A 53-year-old female was referred to the outpatient pain service with persistent spinal and multiple site joint pain. She had been taking a variety of prescription analgesics for years and her pain was now more widespread. Her locum GP was concerned about her repeat prescription requests for liquid oral morphine.
The patient completed a pre-appointment pain service questionnaire, which included a range of psychometric scores, and she was assessed at her initial appointment by a multidisciplinary team, comprising a pain consultant, a physiotherapist and a clinical psychologist.

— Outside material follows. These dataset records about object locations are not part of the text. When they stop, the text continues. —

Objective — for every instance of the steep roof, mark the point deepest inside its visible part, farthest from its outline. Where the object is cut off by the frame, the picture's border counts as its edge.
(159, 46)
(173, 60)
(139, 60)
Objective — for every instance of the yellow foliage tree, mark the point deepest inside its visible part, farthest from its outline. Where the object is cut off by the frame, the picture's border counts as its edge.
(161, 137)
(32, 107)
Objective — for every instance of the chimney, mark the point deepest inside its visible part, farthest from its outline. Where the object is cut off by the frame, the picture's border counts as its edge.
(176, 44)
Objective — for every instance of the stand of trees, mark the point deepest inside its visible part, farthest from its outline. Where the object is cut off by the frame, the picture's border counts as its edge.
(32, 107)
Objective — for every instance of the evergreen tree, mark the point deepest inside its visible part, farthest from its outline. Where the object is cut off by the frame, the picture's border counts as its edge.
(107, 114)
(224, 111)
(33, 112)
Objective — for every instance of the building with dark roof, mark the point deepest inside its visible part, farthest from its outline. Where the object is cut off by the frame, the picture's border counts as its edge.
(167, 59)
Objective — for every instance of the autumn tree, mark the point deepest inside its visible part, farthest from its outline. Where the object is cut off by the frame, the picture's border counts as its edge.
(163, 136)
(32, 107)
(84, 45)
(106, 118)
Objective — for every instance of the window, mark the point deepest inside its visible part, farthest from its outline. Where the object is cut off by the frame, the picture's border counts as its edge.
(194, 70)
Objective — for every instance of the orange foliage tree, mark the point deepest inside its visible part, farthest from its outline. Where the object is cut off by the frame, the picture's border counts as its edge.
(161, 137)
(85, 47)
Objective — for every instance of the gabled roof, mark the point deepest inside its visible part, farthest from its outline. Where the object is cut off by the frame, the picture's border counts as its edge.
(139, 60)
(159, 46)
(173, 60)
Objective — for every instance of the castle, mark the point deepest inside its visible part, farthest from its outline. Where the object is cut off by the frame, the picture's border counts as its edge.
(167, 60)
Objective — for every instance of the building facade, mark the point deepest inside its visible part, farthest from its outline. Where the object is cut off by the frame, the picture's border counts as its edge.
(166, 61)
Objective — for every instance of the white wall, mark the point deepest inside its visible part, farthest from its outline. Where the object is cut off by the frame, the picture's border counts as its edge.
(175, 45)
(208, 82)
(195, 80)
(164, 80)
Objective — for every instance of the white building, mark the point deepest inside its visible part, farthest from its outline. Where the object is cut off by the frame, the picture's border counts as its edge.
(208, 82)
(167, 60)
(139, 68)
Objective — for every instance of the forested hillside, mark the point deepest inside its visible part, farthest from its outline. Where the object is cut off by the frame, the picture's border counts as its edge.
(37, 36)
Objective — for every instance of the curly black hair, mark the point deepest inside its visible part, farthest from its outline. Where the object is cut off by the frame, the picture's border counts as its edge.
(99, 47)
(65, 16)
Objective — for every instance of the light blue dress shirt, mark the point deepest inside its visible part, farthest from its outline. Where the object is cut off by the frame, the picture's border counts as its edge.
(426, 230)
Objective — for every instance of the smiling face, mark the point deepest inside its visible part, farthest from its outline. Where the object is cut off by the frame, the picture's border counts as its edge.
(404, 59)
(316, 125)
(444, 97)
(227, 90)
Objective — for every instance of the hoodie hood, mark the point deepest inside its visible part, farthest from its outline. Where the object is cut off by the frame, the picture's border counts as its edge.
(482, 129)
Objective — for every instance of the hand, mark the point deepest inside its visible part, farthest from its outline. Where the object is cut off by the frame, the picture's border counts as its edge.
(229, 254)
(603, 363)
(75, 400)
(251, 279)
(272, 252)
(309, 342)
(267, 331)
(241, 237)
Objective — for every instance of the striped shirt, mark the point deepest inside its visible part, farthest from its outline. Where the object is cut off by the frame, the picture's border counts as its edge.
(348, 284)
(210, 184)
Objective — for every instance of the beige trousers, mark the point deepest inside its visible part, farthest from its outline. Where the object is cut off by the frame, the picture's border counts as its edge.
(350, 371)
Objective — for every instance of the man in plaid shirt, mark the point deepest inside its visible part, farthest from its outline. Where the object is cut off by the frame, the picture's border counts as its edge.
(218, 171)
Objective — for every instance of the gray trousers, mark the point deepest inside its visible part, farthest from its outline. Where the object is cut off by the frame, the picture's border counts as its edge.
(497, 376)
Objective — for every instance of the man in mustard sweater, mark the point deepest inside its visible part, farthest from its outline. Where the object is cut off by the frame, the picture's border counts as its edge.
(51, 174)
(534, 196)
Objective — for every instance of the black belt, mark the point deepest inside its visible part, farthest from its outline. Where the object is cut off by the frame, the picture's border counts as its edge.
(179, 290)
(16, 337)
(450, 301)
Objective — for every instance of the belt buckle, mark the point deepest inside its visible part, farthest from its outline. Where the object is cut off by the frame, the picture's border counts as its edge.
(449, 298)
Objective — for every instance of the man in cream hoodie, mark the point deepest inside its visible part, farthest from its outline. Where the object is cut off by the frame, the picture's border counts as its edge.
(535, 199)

She first experienced low back pain in her role as a domestic cleaner 30 years earlier, pain which had gradually increased in severity. Over the years, she developed more extensive pain, affecting her entire spine and other areas of her body including her hips, knees and shoulders. She had previously consulted a range of health care professionals including GPs, rheumatologists, surgeons and chiropractors. She explained she understood she had degenerate lumbar discs and was ‘riddled’ with arthritis in her joints.
She was taking a combination of regular co-codamol 30/50, prolonged release morphine 50mg b.d., as well as gabapentin 600mg t.d.s. and she was also prescribed 10mg liquid morphine p.r.n. She explained how she took a ‘swig’ of the liquid morphine before bed and during regular exacerbations of pain during the day, which she described as her ‘breakthrough’ pain. She felt it did not work and she now wanted something else to try to achieve pain relief
- Is there any other information you would like to know?
- What do you think about her understanding of persistent pain?
- How might you manage her expectations?
- What management options might be useful?